Slavenverhalen

Anti-slavernij geschriften waren belangrijk in de strijd van de abolitionisten tegen de slavernij. Met behulp van boeken, kranten, pamfletten, poëzie, gepubliceerde preken en andere vormen van literatuur verspreidden de abolitionisten hun boodschap. David Walker’s Appeal, William Lloyd Garrison’s The Liberator, en Frederick Douglass’ The North Star behoorden tot de belangrijkste abolitionistische geschriften. En dan waren er nog de slavenverhalen — persoonlijke verhalen over hoe het was om in slavernij te leven. Deze verhalen gaven de noorderlingen een zo goed mogelijk beeld van de slavernij en vormden een onmiskenbaar tegenwicht tegen de pro-slavernij argumenten en idyllische beelden van de slavernij zoals beschreven door de slavenhouders.

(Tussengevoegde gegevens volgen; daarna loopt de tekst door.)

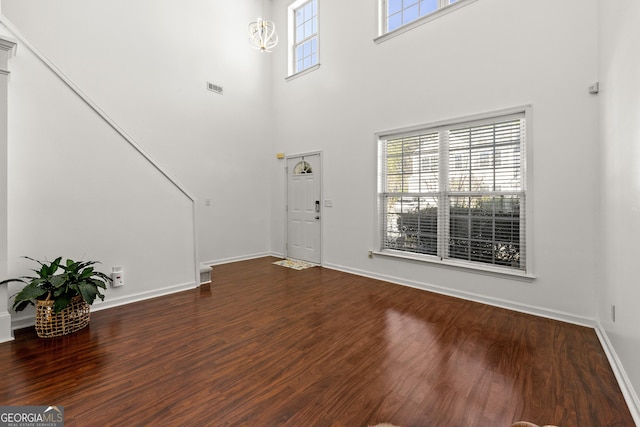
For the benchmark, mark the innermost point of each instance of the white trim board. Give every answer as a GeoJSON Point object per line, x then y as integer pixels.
{"type": "Point", "coordinates": [630, 395]}
{"type": "Point", "coordinates": [116, 127]}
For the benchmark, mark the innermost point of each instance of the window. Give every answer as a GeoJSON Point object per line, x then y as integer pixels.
{"type": "Point", "coordinates": [303, 34]}
{"type": "Point", "coordinates": [396, 14]}
{"type": "Point", "coordinates": [455, 193]}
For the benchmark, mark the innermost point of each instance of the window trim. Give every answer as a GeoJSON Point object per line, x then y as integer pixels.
{"type": "Point", "coordinates": [477, 267]}
{"type": "Point", "coordinates": [291, 40]}
{"type": "Point", "coordinates": [384, 35]}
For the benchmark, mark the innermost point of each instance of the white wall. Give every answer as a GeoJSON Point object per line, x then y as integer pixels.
{"type": "Point", "coordinates": [146, 63]}
{"type": "Point", "coordinates": [78, 189]}
{"type": "Point", "coordinates": [489, 55]}
{"type": "Point", "coordinates": [620, 148]}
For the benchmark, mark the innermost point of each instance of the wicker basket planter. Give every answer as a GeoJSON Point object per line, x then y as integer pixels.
{"type": "Point", "coordinates": [72, 318]}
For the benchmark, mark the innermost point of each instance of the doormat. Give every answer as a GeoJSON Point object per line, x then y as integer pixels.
{"type": "Point", "coordinates": [295, 264]}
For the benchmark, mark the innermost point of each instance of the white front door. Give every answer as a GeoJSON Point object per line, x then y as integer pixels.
{"type": "Point", "coordinates": [303, 208]}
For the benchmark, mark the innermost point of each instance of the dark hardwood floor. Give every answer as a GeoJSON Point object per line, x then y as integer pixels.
{"type": "Point", "coordinates": [266, 345]}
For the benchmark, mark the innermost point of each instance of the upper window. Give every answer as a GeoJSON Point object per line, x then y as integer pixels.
{"type": "Point", "coordinates": [456, 193]}
{"type": "Point", "coordinates": [396, 14]}
{"type": "Point", "coordinates": [303, 33]}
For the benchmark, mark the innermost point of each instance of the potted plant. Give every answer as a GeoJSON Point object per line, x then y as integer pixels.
{"type": "Point", "coordinates": [61, 293]}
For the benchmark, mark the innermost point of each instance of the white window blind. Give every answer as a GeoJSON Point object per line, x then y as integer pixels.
{"type": "Point", "coordinates": [456, 192]}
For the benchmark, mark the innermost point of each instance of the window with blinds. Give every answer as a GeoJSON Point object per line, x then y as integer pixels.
{"type": "Point", "coordinates": [456, 192]}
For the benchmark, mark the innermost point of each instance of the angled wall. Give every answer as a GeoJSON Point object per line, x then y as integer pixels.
{"type": "Point", "coordinates": [78, 188]}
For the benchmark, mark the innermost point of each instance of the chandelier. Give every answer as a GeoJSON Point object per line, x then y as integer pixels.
{"type": "Point", "coordinates": [262, 35]}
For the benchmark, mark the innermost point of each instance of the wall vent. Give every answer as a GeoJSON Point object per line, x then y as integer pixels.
{"type": "Point", "coordinates": [214, 88]}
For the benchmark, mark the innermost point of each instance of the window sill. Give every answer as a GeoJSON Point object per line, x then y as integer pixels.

De slavenverhalen waren immens populair bij het publiek. Van Frederick Douglass’ Narrative of the Life of Frederick Douglass werden tussen 1845 en 1860 30.000 exemplaren verkocht, van William Wells Brown’s Narrative verschenen in het eerste jaar vier drukken, en van Solomon Northups’ Twelve Years a Slave werden in de eerste twee jaar dat het boek in druk was 27.000 exemplaren verkocht. Veel verhalen werden vertaald in het Frans, Duits, Nederlands en Russisch.
Naast het publiceren van hun verhalen werden voormalige slaven ook anti-slavernij sprekers en gingen ze op tournee. Zij vertelden hun verhalen aan een publiek in het hele Noorden en in Europa. Frederick Douglass was de beroemdste, maar hij kreeg gezelschap van anderen, zoals Sojourner Truth en William Wells Brown. Anderen, zoals Ellen en William Craft – een echtpaar dat samen was ontsnapt met behulp van ingenieuze vermommingen – gaven lezingen maar creëerden geen geschreven verhaal. Voor het blanke publiek, dat misschien nog nooit een Afro-Amerikaanse man of vrouw had gezien, was het effect van deze welbespraakte mensen die hun verhaal vertelden elektriserend en wonnen velen voor de abolitionistische zaak.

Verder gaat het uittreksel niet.